I ran out to the nearest code. There must’ve been seven or eight guys scanning it to get access. I asked one of them wearing a jersey and wide grin to show me his screen. There, as plain as day, was my mother’s Only Fans site.
Dammit, Mom!
Immediately I shooed the onlookers away and yanked the slip of paper with the link to my mother’s site from the wall. I needed to get rid of all these codes. I began to mentally list the places I’d put them. On the front entrance. Two spots on the first-floor hallway. Two on the second floor. One in the student restroom. Another in the faculty—
I sprinted to the men’s faculty bathroom, the last place I’d put the QR code. The last thing I wanted was to go inside. But I had to. I held in a breath and burst through the door. There, I found two professors. One of them was washing his hands. The other, Dr. Waterhouse, was holding up his phone to scan the code.
He swiveled around and looked me in the eye. “What are you doing in here, Brianna?”
“I’m sorry.” I walked over to the QR code and jerked it off the wall. “This was supposed to be a link to my piece for the Creativity in Product Placement Scholarship.” I hung my head. “But it’s not. It’s a link to something else.”
He folded his arms. “What does it connect to?”
I sighed. “It’s unrelated to my work.”
“Let me see.” He held out a hand, and, with hesitation, I placed the slip into his palm.
He scanned the code, examined the site, and gave a faint smile. “Who is this older woman?”
“I’d rather not say.”
“Fine. But if this was supposed to be your product, you’ll be disqualified.”
“Yeah. I know.”
He wandered out the door, still looking at his screen.
***
I returned to class and handed in my painting of a cookie box. It was mostly done. But even if it wasn’t, it didn’t matter. I was no longer in the running. Which meant I wouldn’t be able to return in the fall.
As I trudged down the hall, I collected the last of the QR codes, recovering what little shred of dignity my family still had. Then my thoughts turned to finding a job. I listed several possibilities in my head as I continued to the bus stop, but a phone call interrupted me. It was Mom. A quick inhale prepared me to apologize to her.
“Hi, Mom. I—”
“Oh my God, Brianna! Listen to this: I’ve made over a thousand dollars today through my site. I must’ve gotten at least sixty new subscribers. And everyone’s paying for the works.
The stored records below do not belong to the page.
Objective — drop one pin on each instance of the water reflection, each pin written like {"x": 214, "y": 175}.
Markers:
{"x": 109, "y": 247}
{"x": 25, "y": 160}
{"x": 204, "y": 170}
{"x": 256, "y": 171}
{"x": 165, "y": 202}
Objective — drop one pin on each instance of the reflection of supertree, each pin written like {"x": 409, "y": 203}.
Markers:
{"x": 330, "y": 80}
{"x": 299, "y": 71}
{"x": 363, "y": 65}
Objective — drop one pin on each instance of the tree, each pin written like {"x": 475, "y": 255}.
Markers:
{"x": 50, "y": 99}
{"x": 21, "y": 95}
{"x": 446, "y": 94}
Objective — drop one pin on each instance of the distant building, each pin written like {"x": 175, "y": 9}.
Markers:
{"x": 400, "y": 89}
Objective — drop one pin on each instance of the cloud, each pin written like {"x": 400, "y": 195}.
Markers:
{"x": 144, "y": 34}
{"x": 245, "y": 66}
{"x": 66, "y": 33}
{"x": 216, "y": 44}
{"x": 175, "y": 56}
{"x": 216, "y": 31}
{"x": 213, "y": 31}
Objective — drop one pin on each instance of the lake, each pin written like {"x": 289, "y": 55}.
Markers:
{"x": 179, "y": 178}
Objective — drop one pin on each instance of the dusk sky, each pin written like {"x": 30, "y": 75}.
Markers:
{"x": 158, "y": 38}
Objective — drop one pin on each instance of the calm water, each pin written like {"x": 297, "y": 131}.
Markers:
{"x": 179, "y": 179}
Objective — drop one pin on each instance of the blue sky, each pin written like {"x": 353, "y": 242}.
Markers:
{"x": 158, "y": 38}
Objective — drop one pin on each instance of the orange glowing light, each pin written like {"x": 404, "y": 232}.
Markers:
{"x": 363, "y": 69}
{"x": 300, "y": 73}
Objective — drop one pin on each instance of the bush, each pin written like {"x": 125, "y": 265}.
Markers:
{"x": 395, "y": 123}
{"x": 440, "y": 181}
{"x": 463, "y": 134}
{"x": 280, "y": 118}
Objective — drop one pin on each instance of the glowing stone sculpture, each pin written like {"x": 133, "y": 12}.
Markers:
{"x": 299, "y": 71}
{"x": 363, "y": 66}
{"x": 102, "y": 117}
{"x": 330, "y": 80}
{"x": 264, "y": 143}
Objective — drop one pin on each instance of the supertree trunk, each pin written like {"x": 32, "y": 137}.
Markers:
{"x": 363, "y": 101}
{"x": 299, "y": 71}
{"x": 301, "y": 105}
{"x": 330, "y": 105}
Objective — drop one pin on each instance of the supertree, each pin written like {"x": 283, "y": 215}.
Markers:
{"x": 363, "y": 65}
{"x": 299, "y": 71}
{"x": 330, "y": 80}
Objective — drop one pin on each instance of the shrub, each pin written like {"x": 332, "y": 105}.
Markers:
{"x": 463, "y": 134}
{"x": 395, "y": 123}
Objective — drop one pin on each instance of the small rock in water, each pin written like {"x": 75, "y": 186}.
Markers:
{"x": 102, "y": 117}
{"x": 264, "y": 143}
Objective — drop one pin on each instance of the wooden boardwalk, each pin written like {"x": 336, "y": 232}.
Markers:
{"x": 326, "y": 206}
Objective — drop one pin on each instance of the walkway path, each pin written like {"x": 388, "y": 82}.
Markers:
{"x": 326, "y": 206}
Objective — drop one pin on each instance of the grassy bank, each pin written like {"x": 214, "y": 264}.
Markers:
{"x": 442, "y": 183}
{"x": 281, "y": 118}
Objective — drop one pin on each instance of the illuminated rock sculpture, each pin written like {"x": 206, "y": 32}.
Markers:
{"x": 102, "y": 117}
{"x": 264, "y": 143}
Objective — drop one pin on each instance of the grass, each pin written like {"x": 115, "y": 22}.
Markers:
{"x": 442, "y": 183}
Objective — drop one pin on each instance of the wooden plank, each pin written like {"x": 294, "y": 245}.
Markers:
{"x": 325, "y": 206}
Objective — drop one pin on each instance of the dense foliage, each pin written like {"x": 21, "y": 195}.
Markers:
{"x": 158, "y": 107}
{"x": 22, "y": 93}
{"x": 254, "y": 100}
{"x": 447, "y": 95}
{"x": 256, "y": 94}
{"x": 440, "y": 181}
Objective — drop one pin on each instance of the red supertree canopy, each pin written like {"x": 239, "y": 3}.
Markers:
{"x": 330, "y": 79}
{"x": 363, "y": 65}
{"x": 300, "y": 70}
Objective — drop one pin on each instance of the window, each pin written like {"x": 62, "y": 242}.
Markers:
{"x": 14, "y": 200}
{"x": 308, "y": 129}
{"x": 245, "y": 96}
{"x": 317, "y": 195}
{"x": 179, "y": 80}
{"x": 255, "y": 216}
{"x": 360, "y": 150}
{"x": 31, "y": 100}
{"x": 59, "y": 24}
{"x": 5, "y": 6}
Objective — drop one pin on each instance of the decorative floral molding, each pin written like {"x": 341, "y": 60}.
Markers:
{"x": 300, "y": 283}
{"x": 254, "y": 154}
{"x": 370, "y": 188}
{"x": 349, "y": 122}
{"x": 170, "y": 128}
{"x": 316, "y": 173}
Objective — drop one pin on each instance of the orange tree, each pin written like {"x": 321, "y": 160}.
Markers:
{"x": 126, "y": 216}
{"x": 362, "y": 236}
If it keeps going this way, we’ll be raking in the dough!”
What the—
“How much is the tuition for your college?”
“Ten thousand a semester.”
“Assuming I continue to get more customers, I could get you the tuition for next semester in a couple of months.”
If I wanted Mom to earn that type of cash for the long term, I needed to photocopy the slips of paper and put them in the other buildings on campus. I turned around and headed to the library. After all, I wanted to return next year. And, evidently, product placement is everything.